You enter the hall, the dance floor smiles at you, your favorite DJs are playing that night. You know for sure. You are going to enjoy!
And then, your 1st dance… you do a (in the case of a salsa party) Cross Body Lead and you follow with a basic step and a turn for the lady to the right. After this you do another Cross Body Lead. Followed by… yes…. a turn for the lady to the right. You know what? Another try. And yes; again you do a cross body lead. Followed by…? Yes! A-NOT-ER Cross Body Lead!!! What is going on?
Your database just crashed and you didn’t bring a backup. Your server currently has no network connection and all your helplines are disabled. Do you recognize the above story, or do you recognize this while you were dancing? The good news is: No worries. The solution is near!
90% of all men experience this with some regularity. For some this gets so frustrating that they stop going to parties or even stop dancing all together.
So what can I do?
You need to know that your brain, when it comes to dancing, has 2 rooms. In one you’re your database is stored. This is the beautiful archive with all the combinations.

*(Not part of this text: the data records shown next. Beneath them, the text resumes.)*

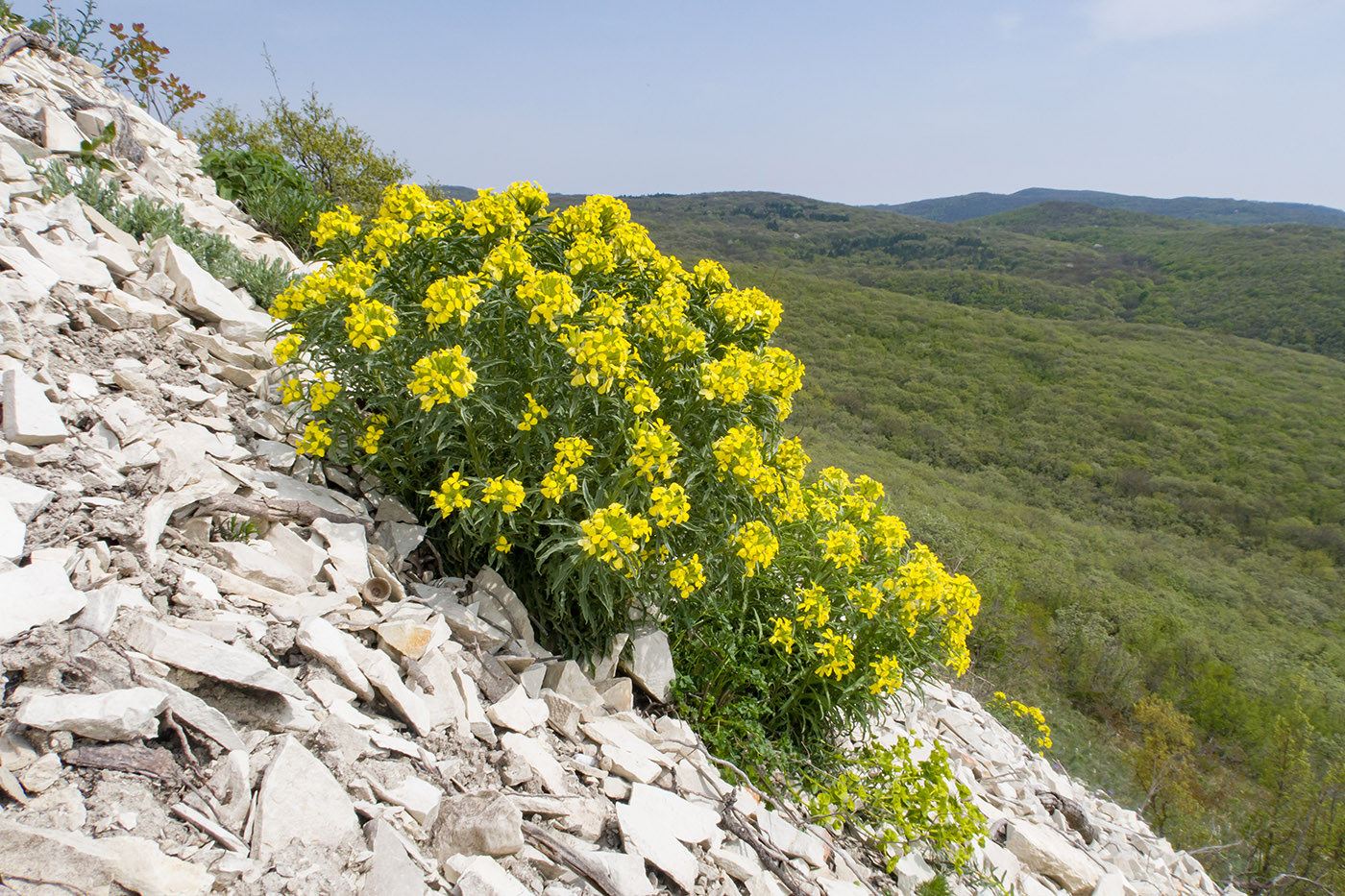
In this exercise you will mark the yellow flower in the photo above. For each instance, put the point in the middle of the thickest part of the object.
(686, 576)
(506, 493)
(533, 415)
(654, 448)
(783, 634)
(285, 349)
(451, 496)
(331, 225)
(322, 392)
(451, 299)
(670, 505)
(887, 675)
(840, 653)
(370, 323)
(615, 536)
(440, 375)
(316, 439)
(756, 545)
(548, 296)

In the other room, room #2 is where the music is playing. And this is usually the room where the lady is. These 2 rooms are, for many men, separated by a very thick wall. When you are in the room of the database you can hardly hear the music playing in the other room. If you are in the room where the music is playing, it is hardly possible to access the database. Your goal is to break down the wall between the two rooms and to be in both rooms at the same time. But how do you do that?
During a dance class you usually first receive the instructions without music. At that point, during the explanation phase, especially in the database room, you are your rational side of your brain. When the music comes on afterwards, you go to the other room, as it were. Your emotional side is now being triggered. Because the time span during a dance class, between switching from one room to another, is very short, this works fine. In fact; the teacher usually continues to count while the music is on. In this way he makes a connection, as it were, between one room and the other (the left and right hemispheres of the brain).

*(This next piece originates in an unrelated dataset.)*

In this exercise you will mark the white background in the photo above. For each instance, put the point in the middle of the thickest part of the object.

About ten years ago I discovered something that would change my dance life forever. And I assure you that it can also change yours if you are open to it and make the effort to try it out.

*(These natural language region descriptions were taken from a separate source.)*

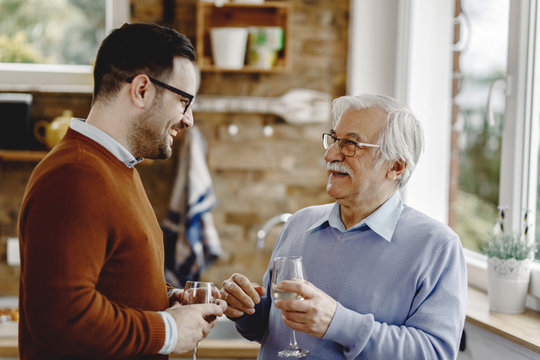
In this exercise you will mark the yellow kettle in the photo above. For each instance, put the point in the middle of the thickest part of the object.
(50, 133)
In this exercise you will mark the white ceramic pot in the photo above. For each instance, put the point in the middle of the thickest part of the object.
(229, 46)
(508, 284)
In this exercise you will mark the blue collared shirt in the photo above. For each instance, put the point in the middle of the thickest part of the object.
(122, 154)
(105, 140)
(382, 221)
(399, 279)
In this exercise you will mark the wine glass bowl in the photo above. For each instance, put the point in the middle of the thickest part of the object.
(199, 292)
(288, 268)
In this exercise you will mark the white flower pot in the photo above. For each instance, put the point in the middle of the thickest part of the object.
(508, 284)
(229, 46)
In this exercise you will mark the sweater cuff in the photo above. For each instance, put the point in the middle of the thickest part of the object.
(157, 332)
(171, 333)
(349, 328)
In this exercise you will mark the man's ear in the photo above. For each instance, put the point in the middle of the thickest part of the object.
(139, 91)
(397, 169)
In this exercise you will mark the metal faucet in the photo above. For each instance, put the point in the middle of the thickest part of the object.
(263, 231)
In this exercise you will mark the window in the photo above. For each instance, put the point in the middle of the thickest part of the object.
(50, 46)
(480, 71)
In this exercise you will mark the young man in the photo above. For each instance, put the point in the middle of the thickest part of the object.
(92, 263)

In the past I also left the dance floor with some regularity because I simply forgot all the combinations, once on the dance floor. It got so bad that, about 10 years ago, one Saturday night I made the decision not to dance.
That evening I wondered why, once on the dance floor, I didn't seem to remember any of my moves anymore. And I wondered; "How many different turns can a lady do on the dance floor”?
I took a pen and paper and wrote the letter V (for woman) at the top of the sheet and the letter M (for man) at the bottom.
It soon became apparent that I could make the lady turn in 3 different areas. I could turn her on the spot, I could turn her to my left and I could turn her to my right.
The two turns on the spot are the single right turn and the single left turn.
Via the man's left side these are the cross body turn inside (to the left via my left side) and the cross body turn outside (to the right via my left side).
The last two take place on the right. One is the Enchufa. The other is the reversed cross body turn and in terms of footwork for the lady it is the same as the cross body turn outside.
But is this all? Are there really only 6 spins?
There are definitely more ways to turn the queen, but the ones from, what I call, the 6 Turn Pattern System are without a doubt the most used. In fact, about 80% of everything the best dancers in the world do consists of these 6 turns! The only difference between the different twists is the way the hands are gripped and whether a hand goes up or down. But the core of the twists is the same.
So, why try to remember so many patterns when 80% of everything that happens on the dance floor is 6 turns?
Oh, and one more thing. If you give a lady the choice between man A: the man who can do 100 combinations but does NOT make any eye contact with her, or man B: the man with only 4 variations but makes her feel like she is, during those few minutes that the song lasts, the only one that counts, 99.9 of women choose man B!
So… plenty of reasons to get started with the 6 Turn Pattern System!
What are your experiences on the dance floor when it comes to forgetting moves and doing the same 100 times? Do you have any tipps to share for other learners to remember their steps on the dancefloor?